The US Mint is a department within the US Treasury. The US Mint prints paper currency (and coin).
There was a time when the US Mint printed "United States Dollars" in various denominations, for the US Treasury. But it no longer does that. Here's how it works today:
- Step 1: The US Mint prints Federal Reserve Notes, in the millions.
- Step 2: The US Mint physically delivers these to the Federal Reserve Bank, and NOT to any department within the US Treasury.
- Step 3: The Federal Reserve Bank pays for the INK AND PAPER, and NOT anything having to do with the denomination on the face of that piece of paper. The ink and paper cost of a $1 bill is the same as a $100 bill, and the FRB pays the same amount for each, which is mere pennies on the dollar.
- Step 4: Now that the FRB owns these millions of dollars worth of pieces of paper, for which they paid maybe a few hundred dollars, they can use these bills in commerce.
- Step 5: However, they would have no value, except for one thing: The US Congress passed a law that says that Federal Reserve Notes are legal tender for all debts, public and private (says right on the face of the bill).
- Step 6: So, since they can be used in commerce and accepted by the US government, the FRB uses them to buy US Treasury debt instruments (bonds, notes, etc.). So, the FRB has purchased millions in Treasury debt in exchange for pieces of paper for which they paid only the cost of printing by the US Mint. The US Treasury has the money (FRN's) to pay bills, and the FRB has the US Treasury instruments, which they put in their vaults, and collect interest on (and the interest income is far more than what they paid for the ink and paper in the first place).

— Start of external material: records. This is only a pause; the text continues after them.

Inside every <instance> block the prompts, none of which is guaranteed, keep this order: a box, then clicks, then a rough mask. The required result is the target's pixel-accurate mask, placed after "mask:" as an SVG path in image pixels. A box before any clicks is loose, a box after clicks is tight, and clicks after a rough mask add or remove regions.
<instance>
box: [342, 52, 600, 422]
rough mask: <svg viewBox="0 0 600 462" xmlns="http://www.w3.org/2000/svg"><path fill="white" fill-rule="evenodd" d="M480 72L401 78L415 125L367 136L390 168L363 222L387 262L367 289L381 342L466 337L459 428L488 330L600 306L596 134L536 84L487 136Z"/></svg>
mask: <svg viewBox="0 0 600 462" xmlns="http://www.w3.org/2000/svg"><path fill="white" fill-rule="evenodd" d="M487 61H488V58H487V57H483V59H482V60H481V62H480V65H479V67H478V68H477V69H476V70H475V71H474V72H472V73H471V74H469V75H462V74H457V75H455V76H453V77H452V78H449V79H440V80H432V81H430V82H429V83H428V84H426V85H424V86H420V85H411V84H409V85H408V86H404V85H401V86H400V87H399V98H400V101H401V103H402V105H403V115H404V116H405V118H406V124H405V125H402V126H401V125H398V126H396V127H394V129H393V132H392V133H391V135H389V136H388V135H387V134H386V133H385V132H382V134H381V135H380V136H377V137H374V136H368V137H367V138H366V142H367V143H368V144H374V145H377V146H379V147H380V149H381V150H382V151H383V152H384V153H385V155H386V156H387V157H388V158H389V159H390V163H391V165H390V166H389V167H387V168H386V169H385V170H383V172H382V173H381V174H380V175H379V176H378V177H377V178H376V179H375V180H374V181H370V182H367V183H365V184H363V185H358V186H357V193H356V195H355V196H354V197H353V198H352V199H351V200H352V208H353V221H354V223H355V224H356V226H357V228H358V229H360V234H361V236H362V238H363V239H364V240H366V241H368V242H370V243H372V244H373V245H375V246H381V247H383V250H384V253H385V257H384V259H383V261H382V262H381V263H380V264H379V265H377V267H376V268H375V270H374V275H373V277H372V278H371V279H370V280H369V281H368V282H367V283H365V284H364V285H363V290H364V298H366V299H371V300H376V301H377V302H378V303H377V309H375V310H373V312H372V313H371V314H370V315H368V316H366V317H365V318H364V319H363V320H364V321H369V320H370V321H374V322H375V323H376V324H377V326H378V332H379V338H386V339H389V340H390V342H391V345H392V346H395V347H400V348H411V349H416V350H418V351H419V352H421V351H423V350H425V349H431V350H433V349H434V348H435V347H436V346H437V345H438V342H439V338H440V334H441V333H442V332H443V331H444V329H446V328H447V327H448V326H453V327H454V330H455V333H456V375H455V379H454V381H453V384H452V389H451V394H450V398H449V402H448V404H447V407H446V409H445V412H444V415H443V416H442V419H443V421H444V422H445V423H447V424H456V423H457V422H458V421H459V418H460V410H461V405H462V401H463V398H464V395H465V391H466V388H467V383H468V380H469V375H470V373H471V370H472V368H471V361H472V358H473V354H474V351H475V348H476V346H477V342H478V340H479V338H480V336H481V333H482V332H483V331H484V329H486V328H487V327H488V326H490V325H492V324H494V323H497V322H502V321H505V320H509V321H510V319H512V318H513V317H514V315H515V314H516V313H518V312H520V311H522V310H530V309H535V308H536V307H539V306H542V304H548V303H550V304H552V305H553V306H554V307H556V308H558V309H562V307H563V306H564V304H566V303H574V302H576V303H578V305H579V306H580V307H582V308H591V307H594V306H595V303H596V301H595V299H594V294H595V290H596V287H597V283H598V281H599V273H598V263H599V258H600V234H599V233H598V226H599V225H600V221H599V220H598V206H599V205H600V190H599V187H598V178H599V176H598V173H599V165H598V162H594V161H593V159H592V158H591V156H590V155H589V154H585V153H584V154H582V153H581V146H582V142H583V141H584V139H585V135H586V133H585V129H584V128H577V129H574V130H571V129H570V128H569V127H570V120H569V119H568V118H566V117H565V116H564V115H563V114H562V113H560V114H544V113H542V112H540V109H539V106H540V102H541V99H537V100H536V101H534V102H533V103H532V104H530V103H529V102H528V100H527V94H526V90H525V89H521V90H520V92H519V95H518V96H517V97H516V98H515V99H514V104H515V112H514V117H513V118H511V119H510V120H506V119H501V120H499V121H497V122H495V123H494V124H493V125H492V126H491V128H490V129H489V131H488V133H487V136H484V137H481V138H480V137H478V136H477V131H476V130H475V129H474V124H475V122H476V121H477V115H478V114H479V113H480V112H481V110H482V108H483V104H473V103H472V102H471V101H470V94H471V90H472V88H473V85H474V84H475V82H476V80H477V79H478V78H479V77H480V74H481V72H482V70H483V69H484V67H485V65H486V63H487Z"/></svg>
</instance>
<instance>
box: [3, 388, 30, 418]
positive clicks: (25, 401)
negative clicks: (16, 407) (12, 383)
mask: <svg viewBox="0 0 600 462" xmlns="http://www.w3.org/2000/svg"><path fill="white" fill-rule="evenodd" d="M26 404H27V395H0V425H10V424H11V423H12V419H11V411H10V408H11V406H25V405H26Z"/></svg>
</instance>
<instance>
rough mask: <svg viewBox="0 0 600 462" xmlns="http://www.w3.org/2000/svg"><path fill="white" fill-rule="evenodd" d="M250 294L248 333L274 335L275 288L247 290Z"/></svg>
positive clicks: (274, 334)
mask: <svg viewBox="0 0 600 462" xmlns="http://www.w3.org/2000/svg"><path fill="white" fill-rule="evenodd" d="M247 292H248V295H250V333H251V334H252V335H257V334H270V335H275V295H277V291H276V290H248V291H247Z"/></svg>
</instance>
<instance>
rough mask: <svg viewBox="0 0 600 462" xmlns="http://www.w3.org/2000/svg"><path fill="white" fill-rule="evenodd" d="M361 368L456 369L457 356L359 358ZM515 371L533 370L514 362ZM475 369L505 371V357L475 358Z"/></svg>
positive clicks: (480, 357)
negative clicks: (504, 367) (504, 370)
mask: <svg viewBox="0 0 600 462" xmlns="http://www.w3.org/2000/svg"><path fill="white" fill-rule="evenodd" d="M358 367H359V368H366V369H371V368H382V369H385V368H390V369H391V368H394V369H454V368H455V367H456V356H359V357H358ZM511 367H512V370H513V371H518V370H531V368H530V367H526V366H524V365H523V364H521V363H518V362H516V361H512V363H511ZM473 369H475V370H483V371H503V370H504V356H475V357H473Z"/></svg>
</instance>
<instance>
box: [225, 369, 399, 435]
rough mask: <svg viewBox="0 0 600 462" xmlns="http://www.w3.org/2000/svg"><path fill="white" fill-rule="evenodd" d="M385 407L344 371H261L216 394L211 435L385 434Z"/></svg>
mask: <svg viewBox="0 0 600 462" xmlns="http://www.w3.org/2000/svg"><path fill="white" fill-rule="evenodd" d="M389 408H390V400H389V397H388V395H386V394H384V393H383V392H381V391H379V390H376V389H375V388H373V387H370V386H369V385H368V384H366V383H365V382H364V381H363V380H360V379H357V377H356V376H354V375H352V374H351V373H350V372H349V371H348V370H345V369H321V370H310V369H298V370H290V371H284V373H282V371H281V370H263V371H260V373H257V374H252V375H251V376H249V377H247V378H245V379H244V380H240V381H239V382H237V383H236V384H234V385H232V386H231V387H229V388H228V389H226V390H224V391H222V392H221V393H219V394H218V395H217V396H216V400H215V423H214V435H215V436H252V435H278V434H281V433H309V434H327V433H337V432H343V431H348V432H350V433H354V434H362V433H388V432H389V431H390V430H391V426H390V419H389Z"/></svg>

- Step 7: This is how the FRB "prints money." They don't physically print. Instead, they have the US Mint do it, and then pay only for paper and ink costs, even though the end product can purchase millions or billions of dollars worth of stuff. If they want to go out and pay cash for a yacht, they can do it for the cost of printing the paper. It is ALL counterfeit, except that the US Congress passed a law saying it is all OK.
Finally, the physical currency is only a small fraction of the money supply. Most of it these days is digital. But the same scam is done with the digital money as the physical.